Before writing my own four-part melismatic setting of the “Amen” exercise I wanted to study some examples of melismatic word settings.
Instead of having words set to music that are rhythmically structured around their syllables (syllabic), a single word can be set across many notes; this is called Melismatic.
This dates back to the Gregorian chant but has been seen across many genres of music including baroque and gospel.
I wanted to see its effect in choral music and the first piece I looked at was Handel’s “For Unto Us A Child is Born” from his Messiah. I remember learning this when I sang in The Wells Cathedral Oratorio. It was really hard:
This line is written for the sopranos and the word “born” stretches across 57 notes.

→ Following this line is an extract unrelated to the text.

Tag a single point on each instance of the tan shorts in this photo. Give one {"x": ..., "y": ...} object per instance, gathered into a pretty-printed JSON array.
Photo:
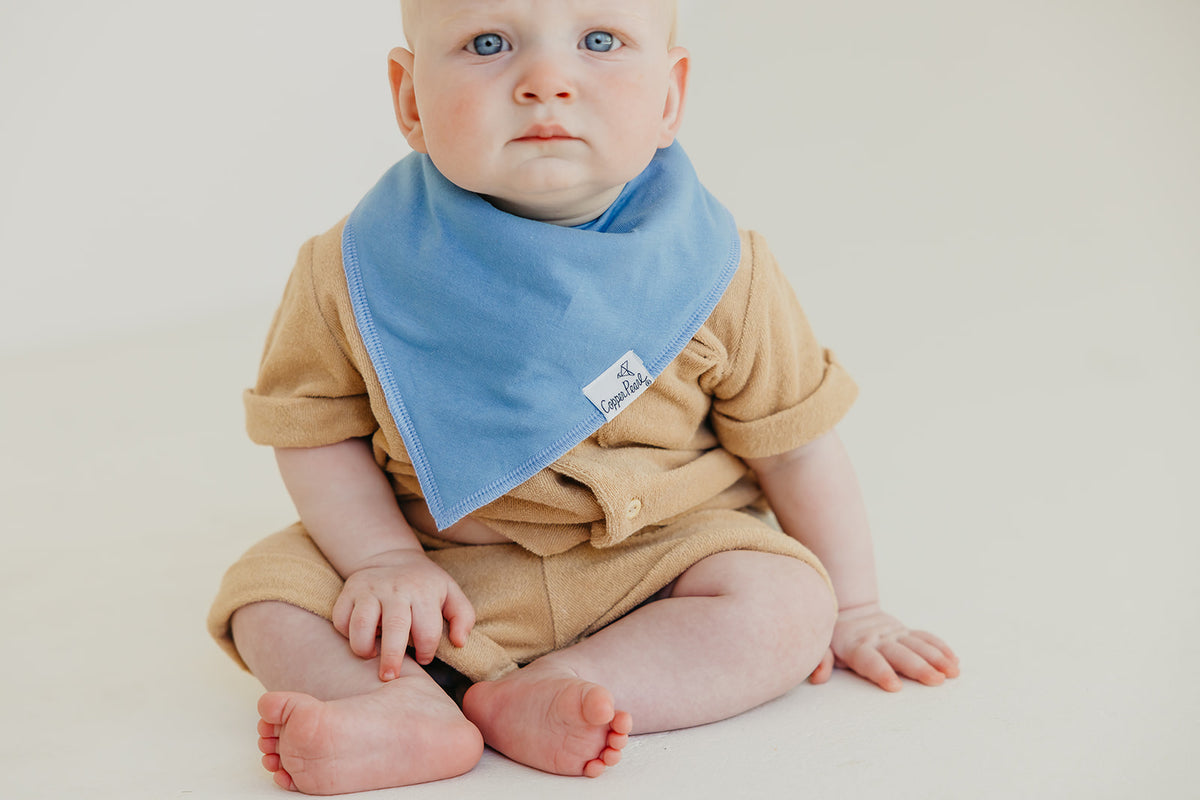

It is technically difficult to sing and daunting, too, but it does demonstrate the decorative nature of Baroque music.
Another example I have looked at is part of the “Kyrie” from Mozart’s “Requiem in D Minor”. The tenors sing “eleison” in this extended passage across 28 notes:
Both these examples demonstrate the many notes that can be set to very few syllables.
My personal preference for word setting is syllabic; I find it emphasises the words and their meanings more clearly. Melismatic is undoubtably decorative, and I know that modern-day contemporary performers like Whitney Houston, Mariah Carey and Leona Lewis use this technique vocally in their songs, but I dislike it’s showy quality and find it distracting and trite.